Мне только что исполнилось девятнадцать. После долгой, долгой, затянувшейся серой весны, лихорадочно больной и без просыпа серой, с пронзительным ветром и ожидающими чего-то лужами, первый раз выбралась за город. Стояли на платформе «Университет» с двадцатидвухлетним женихом Колей. Ждали электричку. Кругом щебетали и как бы визжали от счастья тихие кроткие берёзы, балуясь и играя своими молодыми свежими листьями, ещё ничего дурного в жизни не изведавшими.
Я вдруг поняла, что ужасно, ужасно счастлива. Что так счастлива никогда уже не буду.
Ей было 19. Она давно уже, года три, чувствовала себя старой. В 15 лет в ней проснулась и пышным цветом расцвела женщина. Эта женщина была ослепительно прекрасна. Венера какая-то, вышедшая из солёной пены своего детства.

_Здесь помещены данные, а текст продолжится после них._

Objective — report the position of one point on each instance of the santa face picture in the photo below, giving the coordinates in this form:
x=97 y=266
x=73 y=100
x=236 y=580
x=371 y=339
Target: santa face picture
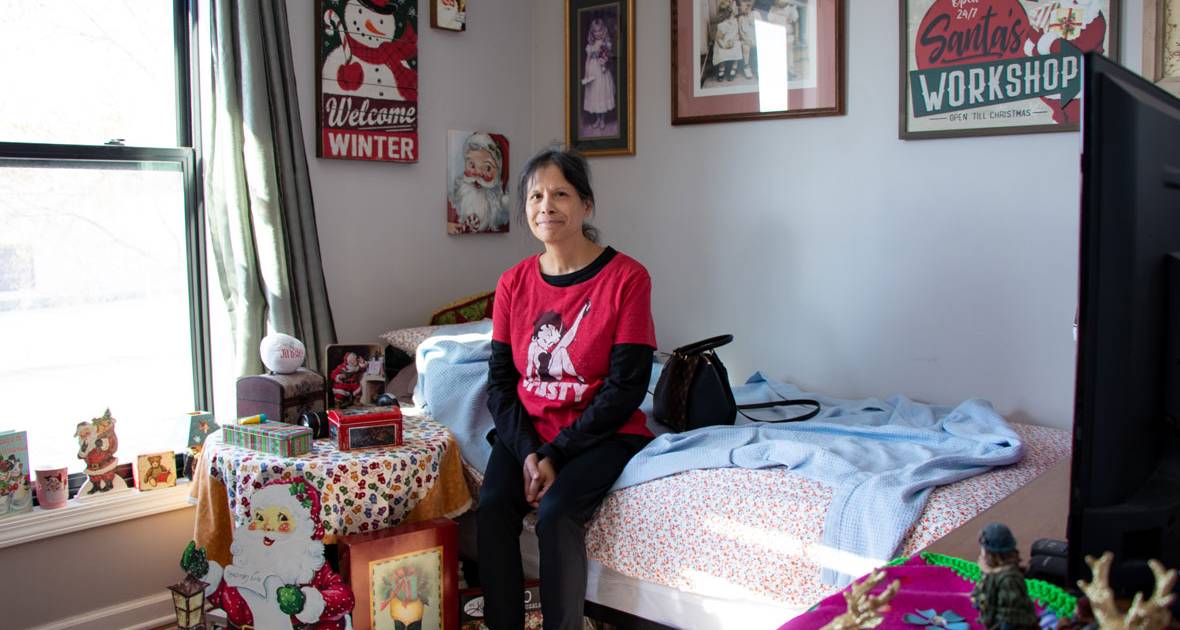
x=347 y=366
x=448 y=14
x=998 y=66
x=477 y=175
x=367 y=79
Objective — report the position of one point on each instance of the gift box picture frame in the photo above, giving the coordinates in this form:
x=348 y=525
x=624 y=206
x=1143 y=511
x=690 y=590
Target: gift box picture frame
x=407 y=573
x=348 y=379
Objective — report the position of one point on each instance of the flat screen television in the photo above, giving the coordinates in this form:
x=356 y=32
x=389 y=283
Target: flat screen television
x=1125 y=484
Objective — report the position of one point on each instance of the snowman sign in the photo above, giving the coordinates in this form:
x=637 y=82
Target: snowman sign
x=367 y=79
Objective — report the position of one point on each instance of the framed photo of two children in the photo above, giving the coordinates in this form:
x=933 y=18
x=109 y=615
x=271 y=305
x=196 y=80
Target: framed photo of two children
x=600 y=77
x=985 y=67
x=754 y=59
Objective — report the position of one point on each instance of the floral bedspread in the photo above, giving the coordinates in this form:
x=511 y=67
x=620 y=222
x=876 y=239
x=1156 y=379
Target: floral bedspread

В 15 лет она влюбилась в художника, на 20 лет её старше, молча и без зримого сюжета. В кого и как ещё влюбляться юной девушке? Какого героя возможно найти и что с ним делать?
В бедной голове её всё мутилось, земля плыла под ногами, тяжёлая, большая, в виде заляпанного красками пола, крылья вырастали за спиной, когда входил он. Впрочем, она посмеивалась над собой, над своим вышедшим из под контроля телом и своей трепещущей неуправляемой душой. Она любила его как мужчину. Как художник он ей не нравился. Она видела как-то картину в его мастерской, засунутую за диван. Бледная девушка, очень похожая на неё, с зелёной розой. Скучная картина.
По ночам она не спала. Ночь превратилась для неё вдруг в ослепительное, бесконечное пространство, полное восторга. Промечтав всю ночь о любви с ним, утром она вставала, свежа и весела, и непонятно было, зачем ночью спать. В одну из таких ночей, когда всё словно сияло и от оттепели всю ночь стучала вода по жести и рушился талый снег с крыш, она едва не стала женщиной, всего лишь от безумной силы воображения. Его жена не догадывалась о том, чья сила воображения столь сладострастно уносила её мужа в свои детские объятия.
В 16 лет она посмотрела на себя в зеркало и с ужасом поняла, что такой прекрасной, какой она была год назад, она уже не будет никогда. Она поняла, что жизнь кончена, реальная любовь прошла стороной в цветущий период её жизни.
Был один момент, один лишь момент — она неловко, в школьном озорстве, с другими девочками, с грацией гадкого утёнка, влезла на стену какой-то кладовки, выше всех, упала оттуда, хуже всех — на какое-то стекло, стекло разбила, порезала сильно руку, стояла, истекая кровью, как раненый боец, сгорая от стыда и боли. Вошёл он, учитель, солнышко, учитель жизни. Он был неуклюжий, застенчивый, не знал, о чём говорить с детьми. Увидев окровавленную девочку, он подошёл к ней, стыдливо утирающуюся платком, взял её руку в свою большую ладонь и вылизал ей ранку. Ноги подкосились у неё, крылья, готовые распахнуться, замерли и не раскрылись от ужаса реальной встречи. Она стойко перенесла эту пытку, как стойкий оловянный солдатик, и только взгляд ей удался. Ей удалось первый раз превозмочь себя и заглянуть ему, ослепительному мареву, в глаза. Неужели он ничего не понял?